NCT number NCT00532194
Other study ID # 2007-001346-41
Secondary ID ISRCTN6851040320
Status Unknown status
Phase Phase 3
First received September 19, 2007
Last updated September 21, 2015
Start date July 2007
Est. completion date December 2016

Study information

Verified date September 2015
Source Medical Research Council
Contact n/a
Is FDA regulated No
Health authority
Study type Interventional

Clinical Trial Summary

The purpose of this study is to assess the safety and efficacy of cediranib in combination with standard chemotherapy, in patients who have relapsed with ovarian, fallopian tube or epithelial cancer, after first line platinum based treatment.


Description:

ICON6 is a randomised three-arm, two stage, double-blind, placebo-controlled multicentre Gynaecologic Cancer InterGroup (GCIG) phase III trial.

All patients will receive 6 cycles of platinum-based chemotherapy. Trial drug will be administered for up to 18 months from randomisation or until progression, whichever is sooner. Patients who have not progressed at 18 months from randomisation can continue Trial Drug until progression, if in the opinion of the clinician and the patient there is continuing clinical benefit.

Patients in Arm A (the reference arm) will receive a platinum-based chemotherapy regimen plus a daily oral placebo tablet for the duration of the chemotherapy and up to 18 months from randomisation or until progression.

Patients in Arm B (concurrent cediranib arm) will also receive a platinum-based chemotherapy regimen plus daily oral cediranib during chemotherapy only, and then an oral daily placebo tablet up to 18 months from randomisation or until progression.

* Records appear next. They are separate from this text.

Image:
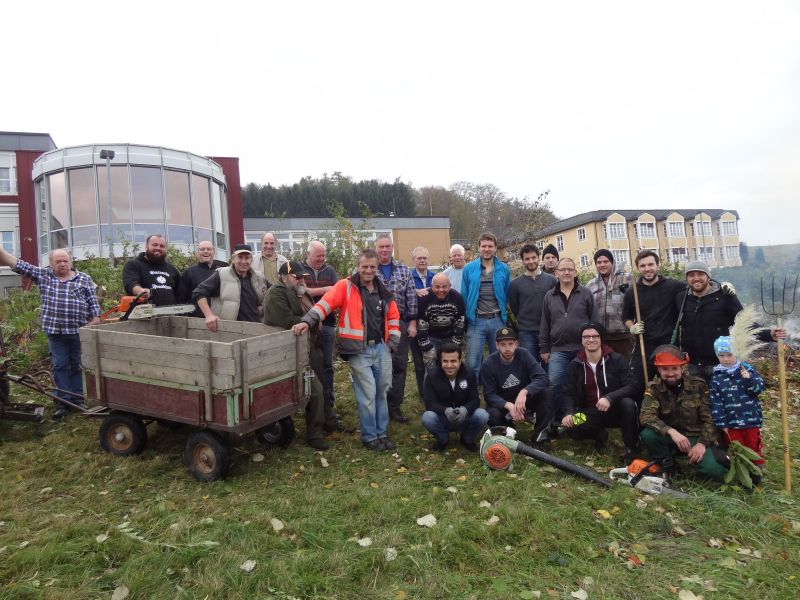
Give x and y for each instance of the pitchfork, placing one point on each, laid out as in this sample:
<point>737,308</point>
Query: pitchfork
<point>780,309</point>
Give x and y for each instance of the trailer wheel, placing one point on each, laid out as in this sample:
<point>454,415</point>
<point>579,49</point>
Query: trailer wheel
<point>207,455</point>
<point>122,434</point>
<point>280,433</point>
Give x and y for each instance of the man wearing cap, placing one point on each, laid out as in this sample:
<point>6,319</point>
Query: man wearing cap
<point>526,296</point>
<point>234,293</point>
<point>608,290</point>
<point>598,393</point>
<point>550,259</point>
<point>484,285</point>
<point>368,331</point>
<point>707,310</point>
<point>285,303</point>
<point>515,386</point>
<point>451,401</point>
<point>268,261</point>
<point>676,414</point>
<point>197,274</point>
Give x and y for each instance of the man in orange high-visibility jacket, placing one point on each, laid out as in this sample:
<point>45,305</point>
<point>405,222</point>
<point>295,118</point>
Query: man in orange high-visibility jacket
<point>367,331</point>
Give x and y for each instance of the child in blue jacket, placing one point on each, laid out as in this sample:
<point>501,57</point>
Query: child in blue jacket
<point>735,407</point>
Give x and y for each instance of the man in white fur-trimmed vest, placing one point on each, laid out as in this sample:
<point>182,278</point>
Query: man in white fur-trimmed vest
<point>234,293</point>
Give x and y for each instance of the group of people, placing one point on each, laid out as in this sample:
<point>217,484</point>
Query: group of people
<point>561,354</point>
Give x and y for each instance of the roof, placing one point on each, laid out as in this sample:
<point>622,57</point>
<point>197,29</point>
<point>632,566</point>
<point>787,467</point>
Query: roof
<point>20,140</point>
<point>630,215</point>
<point>318,223</point>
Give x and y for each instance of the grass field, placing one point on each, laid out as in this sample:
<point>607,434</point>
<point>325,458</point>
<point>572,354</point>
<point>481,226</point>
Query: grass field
<point>76,522</point>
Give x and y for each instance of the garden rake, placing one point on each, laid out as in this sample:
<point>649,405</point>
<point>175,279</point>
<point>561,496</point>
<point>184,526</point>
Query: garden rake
<point>781,305</point>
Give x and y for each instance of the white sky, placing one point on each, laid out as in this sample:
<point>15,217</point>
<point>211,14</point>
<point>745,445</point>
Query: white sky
<point>609,105</point>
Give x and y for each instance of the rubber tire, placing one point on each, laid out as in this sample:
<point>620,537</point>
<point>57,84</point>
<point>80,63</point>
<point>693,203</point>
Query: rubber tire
<point>279,433</point>
<point>129,428</point>
<point>207,455</point>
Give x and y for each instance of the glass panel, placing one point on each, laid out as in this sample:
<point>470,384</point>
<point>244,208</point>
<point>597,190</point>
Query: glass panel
<point>176,189</point>
<point>82,196</point>
<point>201,202</point>
<point>121,207</point>
<point>179,234</point>
<point>58,202</point>
<point>84,236</point>
<point>146,197</point>
<point>59,239</point>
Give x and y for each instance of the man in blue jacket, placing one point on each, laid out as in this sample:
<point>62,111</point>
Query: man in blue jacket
<point>484,286</point>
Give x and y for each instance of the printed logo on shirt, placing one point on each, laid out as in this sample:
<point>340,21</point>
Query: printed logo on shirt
<point>511,381</point>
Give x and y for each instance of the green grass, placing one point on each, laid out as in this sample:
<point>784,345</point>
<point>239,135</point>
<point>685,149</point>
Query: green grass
<point>172,537</point>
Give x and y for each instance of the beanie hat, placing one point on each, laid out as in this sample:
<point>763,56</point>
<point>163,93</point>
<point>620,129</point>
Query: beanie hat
<point>604,252</point>
<point>723,344</point>
<point>550,249</point>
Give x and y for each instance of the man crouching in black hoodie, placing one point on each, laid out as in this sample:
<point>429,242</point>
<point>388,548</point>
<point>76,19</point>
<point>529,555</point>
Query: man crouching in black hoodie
<point>598,393</point>
<point>452,402</point>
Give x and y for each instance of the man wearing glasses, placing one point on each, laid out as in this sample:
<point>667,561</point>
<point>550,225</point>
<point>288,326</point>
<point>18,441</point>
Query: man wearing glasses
<point>565,308</point>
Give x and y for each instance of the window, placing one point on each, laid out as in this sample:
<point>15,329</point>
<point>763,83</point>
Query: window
<point>620,257</point>
<point>646,230</point>
<point>616,231</point>
<point>728,228</point>
<point>675,229</point>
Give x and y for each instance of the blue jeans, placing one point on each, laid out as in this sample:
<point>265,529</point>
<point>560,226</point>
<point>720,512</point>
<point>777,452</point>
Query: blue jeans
<point>65,358</point>
<point>530,341</point>
<point>481,331</point>
<point>372,378</point>
<point>328,333</point>
<point>557,371</point>
<point>440,427</point>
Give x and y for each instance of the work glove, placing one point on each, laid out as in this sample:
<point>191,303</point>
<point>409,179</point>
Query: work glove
<point>460,415</point>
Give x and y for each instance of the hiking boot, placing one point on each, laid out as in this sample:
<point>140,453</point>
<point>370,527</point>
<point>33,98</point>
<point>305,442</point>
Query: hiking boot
<point>601,440</point>
<point>395,414</point>
<point>375,445</point>
<point>318,444</point>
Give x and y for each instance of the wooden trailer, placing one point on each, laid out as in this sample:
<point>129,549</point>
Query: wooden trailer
<point>244,378</point>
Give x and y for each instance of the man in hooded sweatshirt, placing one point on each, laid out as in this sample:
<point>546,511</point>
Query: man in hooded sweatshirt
<point>598,393</point>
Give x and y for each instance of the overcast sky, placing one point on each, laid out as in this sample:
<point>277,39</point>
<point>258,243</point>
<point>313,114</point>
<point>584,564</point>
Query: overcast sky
<point>609,105</point>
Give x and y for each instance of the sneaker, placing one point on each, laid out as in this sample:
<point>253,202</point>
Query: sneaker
<point>387,443</point>
<point>375,445</point>
<point>318,444</point>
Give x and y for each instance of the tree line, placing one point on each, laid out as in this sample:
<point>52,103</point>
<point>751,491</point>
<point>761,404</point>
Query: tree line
<point>472,207</point>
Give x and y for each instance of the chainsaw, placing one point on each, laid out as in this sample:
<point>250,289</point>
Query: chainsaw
<point>648,477</point>
<point>134,307</point>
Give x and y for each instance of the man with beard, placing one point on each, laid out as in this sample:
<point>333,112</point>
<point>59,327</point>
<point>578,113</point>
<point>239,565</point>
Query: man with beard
<point>284,305</point>
<point>515,386</point>
<point>676,414</point>
<point>150,275</point>
<point>197,274</point>
<point>68,303</point>
<point>234,293</point>
<point>598,386</point>
<point>456,268</point>
<point>525,297</point>
<point>608,290</point>
<point>440,319</point>
<point>484,286</point>
<point>550,259</point>
<point>452,402</point>
<point>368,330</point>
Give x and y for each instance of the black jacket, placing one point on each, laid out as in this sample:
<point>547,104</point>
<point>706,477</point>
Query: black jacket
<point>439,394</point>
<point>161,278</point>
<point>612,377</point>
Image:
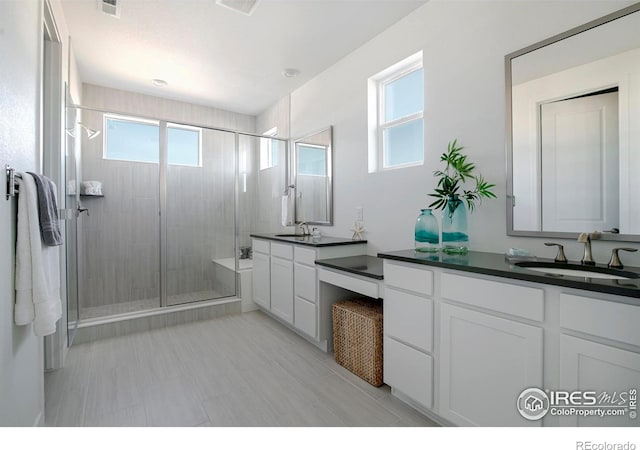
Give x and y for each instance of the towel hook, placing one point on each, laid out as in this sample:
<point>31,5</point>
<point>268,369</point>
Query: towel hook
<point>11,181</point>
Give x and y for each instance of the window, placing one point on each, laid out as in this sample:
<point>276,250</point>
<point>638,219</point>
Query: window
<point>396,126</point>
<point>134,139</point>
<point>269,149</point>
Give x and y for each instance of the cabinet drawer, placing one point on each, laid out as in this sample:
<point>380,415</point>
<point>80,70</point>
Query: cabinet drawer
<point>305,316</point>
<point>410,278</point>
<point>508,298</point>
<point>409,318</point>
<point>612,320</point>
<point>350,282</point>
<point>261,246</point>
<point>305,282</point>
<point>282,250</point>
<point>305,256</point>
<point>409,371</point>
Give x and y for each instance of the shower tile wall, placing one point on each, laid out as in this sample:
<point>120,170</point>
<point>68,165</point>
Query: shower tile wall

Patients in Arm C (concurrent and maintenance cediranib arm) will also receive a platinum-based chemotherapy regimen plus oral cediranib daily during chemotherapy and then continued up to 18 months from randomisation or until progression.

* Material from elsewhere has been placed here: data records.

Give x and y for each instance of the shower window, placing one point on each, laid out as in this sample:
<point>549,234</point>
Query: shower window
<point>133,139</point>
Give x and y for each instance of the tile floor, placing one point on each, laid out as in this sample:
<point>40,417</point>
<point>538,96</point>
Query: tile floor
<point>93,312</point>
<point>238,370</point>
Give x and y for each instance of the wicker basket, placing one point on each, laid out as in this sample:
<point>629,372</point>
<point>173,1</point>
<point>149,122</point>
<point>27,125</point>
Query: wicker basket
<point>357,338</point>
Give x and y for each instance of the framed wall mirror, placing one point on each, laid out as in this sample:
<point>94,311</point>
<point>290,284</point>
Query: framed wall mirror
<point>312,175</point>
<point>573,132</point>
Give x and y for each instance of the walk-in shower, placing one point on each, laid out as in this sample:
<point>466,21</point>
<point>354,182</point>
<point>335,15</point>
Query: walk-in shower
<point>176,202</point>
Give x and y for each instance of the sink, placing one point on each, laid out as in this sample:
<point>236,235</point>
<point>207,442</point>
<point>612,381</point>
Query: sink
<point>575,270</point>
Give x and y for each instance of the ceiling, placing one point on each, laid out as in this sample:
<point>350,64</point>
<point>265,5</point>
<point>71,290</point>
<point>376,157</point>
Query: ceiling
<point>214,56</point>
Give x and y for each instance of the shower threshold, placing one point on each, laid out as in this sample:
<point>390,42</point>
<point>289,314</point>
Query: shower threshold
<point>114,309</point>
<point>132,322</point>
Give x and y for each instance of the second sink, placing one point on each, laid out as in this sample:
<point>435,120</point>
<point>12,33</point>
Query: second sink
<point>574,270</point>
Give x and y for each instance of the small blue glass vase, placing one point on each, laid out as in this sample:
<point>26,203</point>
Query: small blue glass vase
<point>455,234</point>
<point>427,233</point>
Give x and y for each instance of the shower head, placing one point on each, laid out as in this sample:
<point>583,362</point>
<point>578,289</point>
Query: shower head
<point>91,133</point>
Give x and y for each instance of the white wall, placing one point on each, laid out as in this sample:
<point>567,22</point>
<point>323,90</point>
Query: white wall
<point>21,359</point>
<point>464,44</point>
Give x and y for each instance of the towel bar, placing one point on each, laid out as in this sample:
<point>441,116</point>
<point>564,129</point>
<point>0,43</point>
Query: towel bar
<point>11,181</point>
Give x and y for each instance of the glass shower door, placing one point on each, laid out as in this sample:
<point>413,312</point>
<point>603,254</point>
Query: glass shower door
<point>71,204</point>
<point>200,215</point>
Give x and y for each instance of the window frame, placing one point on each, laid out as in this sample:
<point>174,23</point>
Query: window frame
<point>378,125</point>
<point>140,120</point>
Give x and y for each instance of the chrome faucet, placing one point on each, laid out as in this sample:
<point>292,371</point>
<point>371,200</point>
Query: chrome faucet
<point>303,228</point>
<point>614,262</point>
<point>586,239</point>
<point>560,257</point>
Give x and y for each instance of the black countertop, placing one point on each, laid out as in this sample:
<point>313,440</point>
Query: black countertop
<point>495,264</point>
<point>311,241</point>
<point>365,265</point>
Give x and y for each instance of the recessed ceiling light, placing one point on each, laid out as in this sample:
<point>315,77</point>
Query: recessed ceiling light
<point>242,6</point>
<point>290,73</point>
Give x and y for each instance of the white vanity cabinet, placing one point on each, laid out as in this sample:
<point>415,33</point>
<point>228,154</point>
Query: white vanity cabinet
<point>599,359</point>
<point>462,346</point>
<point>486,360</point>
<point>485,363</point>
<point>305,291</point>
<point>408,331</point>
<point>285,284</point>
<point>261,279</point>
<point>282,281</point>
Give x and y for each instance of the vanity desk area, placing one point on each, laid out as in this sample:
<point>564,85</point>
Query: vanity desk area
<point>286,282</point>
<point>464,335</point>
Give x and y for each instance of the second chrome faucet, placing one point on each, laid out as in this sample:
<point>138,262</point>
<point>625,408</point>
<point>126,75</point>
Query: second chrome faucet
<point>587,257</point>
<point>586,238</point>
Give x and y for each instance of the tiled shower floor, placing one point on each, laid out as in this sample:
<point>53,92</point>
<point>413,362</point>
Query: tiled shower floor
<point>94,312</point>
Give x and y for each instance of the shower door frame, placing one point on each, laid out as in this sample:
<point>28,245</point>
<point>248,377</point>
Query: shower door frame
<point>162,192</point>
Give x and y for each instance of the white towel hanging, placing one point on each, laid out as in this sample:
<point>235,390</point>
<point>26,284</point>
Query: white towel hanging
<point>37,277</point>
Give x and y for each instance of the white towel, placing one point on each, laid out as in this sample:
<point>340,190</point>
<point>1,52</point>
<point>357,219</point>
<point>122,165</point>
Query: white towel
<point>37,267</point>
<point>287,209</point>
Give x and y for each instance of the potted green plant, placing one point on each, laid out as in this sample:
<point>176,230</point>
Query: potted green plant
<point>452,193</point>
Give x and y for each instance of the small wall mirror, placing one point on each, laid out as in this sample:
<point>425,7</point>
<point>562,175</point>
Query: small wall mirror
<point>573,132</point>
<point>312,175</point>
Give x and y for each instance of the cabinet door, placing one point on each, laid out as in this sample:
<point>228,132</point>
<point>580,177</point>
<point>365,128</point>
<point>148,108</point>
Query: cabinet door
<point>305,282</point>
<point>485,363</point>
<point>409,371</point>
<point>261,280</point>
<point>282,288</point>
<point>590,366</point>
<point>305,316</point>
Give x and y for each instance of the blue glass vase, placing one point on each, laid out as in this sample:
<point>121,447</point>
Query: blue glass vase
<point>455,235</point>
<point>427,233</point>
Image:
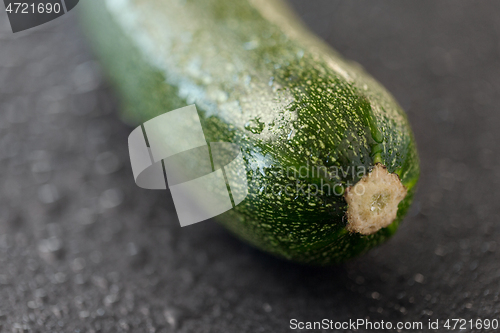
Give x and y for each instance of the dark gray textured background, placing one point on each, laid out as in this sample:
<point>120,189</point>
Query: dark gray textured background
<point>82,249</point>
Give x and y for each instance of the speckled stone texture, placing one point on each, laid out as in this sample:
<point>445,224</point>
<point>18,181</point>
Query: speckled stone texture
<point>83,249</point>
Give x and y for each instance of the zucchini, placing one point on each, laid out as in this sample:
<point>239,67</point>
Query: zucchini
<point>330,156</point>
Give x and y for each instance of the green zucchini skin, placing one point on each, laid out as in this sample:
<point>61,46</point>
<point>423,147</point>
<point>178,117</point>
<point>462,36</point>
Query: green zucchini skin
<point>261,80</point>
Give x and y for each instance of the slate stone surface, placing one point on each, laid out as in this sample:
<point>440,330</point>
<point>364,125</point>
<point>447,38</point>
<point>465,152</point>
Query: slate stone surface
<point>82,249</point>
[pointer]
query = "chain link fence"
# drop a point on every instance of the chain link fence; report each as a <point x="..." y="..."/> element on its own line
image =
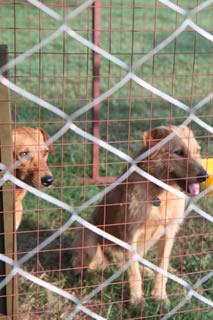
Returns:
<point x="70" y="126"/>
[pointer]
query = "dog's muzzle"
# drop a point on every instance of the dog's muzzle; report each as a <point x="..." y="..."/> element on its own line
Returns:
<point x="202" y="176"/>
<point x="47" y="181"/>
<point x="193" y="186"/>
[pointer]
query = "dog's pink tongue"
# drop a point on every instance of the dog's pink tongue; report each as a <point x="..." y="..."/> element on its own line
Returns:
<point x="194" y="189"/>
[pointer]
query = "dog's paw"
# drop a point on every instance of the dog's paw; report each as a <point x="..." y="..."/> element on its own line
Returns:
<point x="160" y="296"/>
<point x="136" y="297"/>
<point x="173" y="270"/>
<point x="148" y="272"/>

Other known NCT identifiers
  • NCT00544973

Recruitment information / eligibility

Status Unknown status
Enrollment 486
Est. completion date December 2016
Est. primary completion date April 2013
Accepts healthy volunteers No
Gender Female
Age group 18 Years and older
Eligibility Inclusion Criteria:

1. Females aged >= 18 years with previous histologically proven diagnosis of

- Epithelial ovarian carcinoma

- Fallopian tube carcinoma

- Primary serous peritoneal carcinoma requiring treatment with further platinum-based chemotherapy > 6 months after their last cycle of first-line chemotherapy and 6 weeks after maintenance that is not chemotherapy based.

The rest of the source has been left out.